İtiraz süreniz geçtiğinden genel mahkemede menfi tespit davası açmalısınız. Senedi lehtar takibe koymuşsa ve imza kefile ait çıkmazsa müvekkiliniz lehine kötüniyet tazminatı alabilirsiniz


Alıntı:
T.C. YARGITAY
12.Hukuk Dairesi
Esas: 2006/9526
Karar: 2006/12082
Karar Tarihi: 06.06.2006
 
İMZAYA İTİRAZ DAVASI - LEHTARIN BONODAKİ İMZANIN AİDİYETİNİ BİLEBİLECEK DURUMDA OLMASI - İMZAYA İTİRAZI KABUL EDİLENLER KARŞISINDA ALACAKLININ AĞIR KUSURLU KABUL EDİLMESİ GEREĞİ - İCRA İNKAR TAZMİNATI
ÖZET: İİK' nun 170/4. maddesi gereğince itirazın kabulüne karar verilmesi halinde senedi takibe koymada kötü niyeti veya ağır kusuru bulunduğu takdirde alacaklının takip konusu alacağın %20'sinden aşağı olmamak üzere tazminatla sorumlu tutulacağı hüküm altına alınmıştır.Somut olayda, takip alacaklısı, söz konusu bonoda lehtar sıfatını taşımakta olup, lehtar, bonodaki imzanın keşideci borçluya ait olup olmadığını bilebilecek durumdadır. Bonodaki imzaların borçluların eli ürünü olduğunu kontrol etmeden ya da imzaların huzurunda atılmasını sağlamadan bonoyu alan alacaklı imzaya itirazları kabul edilenlere karşı başlattığı takipte ağır kusurlu kabul edilmelidir.
(2004 S. K. m. 170)
Mahalli mahkemesinden verilen kararın müddeti içinde temyizen tetkiki taraf vekilleri tarafından istenmesi üzerine bu işle ilgili dosya mahallinden daireye gönderilmiş olmakla okundu ve gereği görüşülüp düşünüldü:
1- Tarafların iddia ve savunmalarına, dosya içeriğindeki bilgi ve belgelere ve kararın gerekçesine göre alacaklı vekilinin temyiz itirazlarının (REDDİNE),
2- Borçlular vekilinin temyiz itirazlarının incelenmesinde;
İİK' nun 170/4. maddesi gereğince itirazın kabulüne karar verilmesi halinde senedi takibe koymada kötü niyeti veya ağır kusuru bulunduğu takdirde alacaklının takip konusu alacağın %20'sinden aşağı olmamak üzere tazminatla sorumlu tutulacağı hüküm altına alınmıştır.

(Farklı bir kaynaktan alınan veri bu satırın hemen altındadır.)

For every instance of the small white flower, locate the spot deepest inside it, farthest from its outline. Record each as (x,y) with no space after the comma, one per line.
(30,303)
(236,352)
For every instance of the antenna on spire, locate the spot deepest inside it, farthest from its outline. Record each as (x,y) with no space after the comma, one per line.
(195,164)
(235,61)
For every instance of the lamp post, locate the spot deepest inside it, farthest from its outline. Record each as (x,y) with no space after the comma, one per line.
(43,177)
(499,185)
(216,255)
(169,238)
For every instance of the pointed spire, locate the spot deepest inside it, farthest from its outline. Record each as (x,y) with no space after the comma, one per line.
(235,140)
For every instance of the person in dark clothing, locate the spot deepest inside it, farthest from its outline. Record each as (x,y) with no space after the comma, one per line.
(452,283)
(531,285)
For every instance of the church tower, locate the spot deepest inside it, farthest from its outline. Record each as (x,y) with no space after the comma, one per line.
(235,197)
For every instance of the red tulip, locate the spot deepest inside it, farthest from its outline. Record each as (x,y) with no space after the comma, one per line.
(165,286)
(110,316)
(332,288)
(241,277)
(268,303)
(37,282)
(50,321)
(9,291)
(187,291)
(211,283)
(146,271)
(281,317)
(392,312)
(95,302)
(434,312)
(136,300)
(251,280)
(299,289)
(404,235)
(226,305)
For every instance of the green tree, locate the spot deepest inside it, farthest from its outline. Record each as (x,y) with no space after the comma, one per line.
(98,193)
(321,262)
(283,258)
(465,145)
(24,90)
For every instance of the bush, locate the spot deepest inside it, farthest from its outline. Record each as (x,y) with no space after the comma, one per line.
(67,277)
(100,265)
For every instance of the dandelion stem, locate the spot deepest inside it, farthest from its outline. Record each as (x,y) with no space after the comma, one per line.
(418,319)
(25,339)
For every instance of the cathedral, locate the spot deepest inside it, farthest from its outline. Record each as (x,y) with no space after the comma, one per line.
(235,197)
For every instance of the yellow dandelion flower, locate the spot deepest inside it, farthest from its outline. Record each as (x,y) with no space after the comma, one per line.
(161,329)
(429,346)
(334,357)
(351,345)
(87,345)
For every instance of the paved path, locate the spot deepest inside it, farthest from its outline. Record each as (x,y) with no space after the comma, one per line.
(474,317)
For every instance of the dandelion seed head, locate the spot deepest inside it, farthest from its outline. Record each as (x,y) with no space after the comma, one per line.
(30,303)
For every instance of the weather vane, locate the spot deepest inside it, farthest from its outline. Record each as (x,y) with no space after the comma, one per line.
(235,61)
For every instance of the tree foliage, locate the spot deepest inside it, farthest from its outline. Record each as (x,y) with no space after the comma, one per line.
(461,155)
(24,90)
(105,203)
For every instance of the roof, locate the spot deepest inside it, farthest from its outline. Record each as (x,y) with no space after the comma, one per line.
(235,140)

Somut olayda, takip alacaklısı, söz konusu bonoda lehtar sıfatını taşımakta olup, lehtar, bonodaki imzanın keşideci borçluya ait olup olmadığını bilebilecek durumdadır. Bonodaki imzaların borçluların eli ürünü olduğunu kontrol etmeden ya da imzaların huzurunda atılmasını sağlamadan bonoyu alan alacaklı imzaya itirazları kabul edilenlere karşı başlattığı takipte ağır kusurlu kabul edilmelidir. O halde, Mahkemece alacaklının takip konusu asıl alacağın %20'si nispetinde icra inkar tazminatına mahkum edilmesi gerekirken bu konuda olumlu olumsuz bir karar verilmemesi isabetsizdir.
Sonuç: Borçlular vekilinin temyiz itirazlarının kabulü ile mahkeme kararının yukarıda 2. maddede yazılı nedenlerle İİK 366. ve HUMK 428. maddeleri uyarınca BOZULMASINA, 06.06.2006 gününde oybirliği ile karar verildi.(¤¤)

TBK'nın yürürlüğe girmesinden sonra keşide edilmiş bir senetse kefelatin geçerli olabilmesi için eş rızasının olup olmadığı da ayrı bir ayrıntı.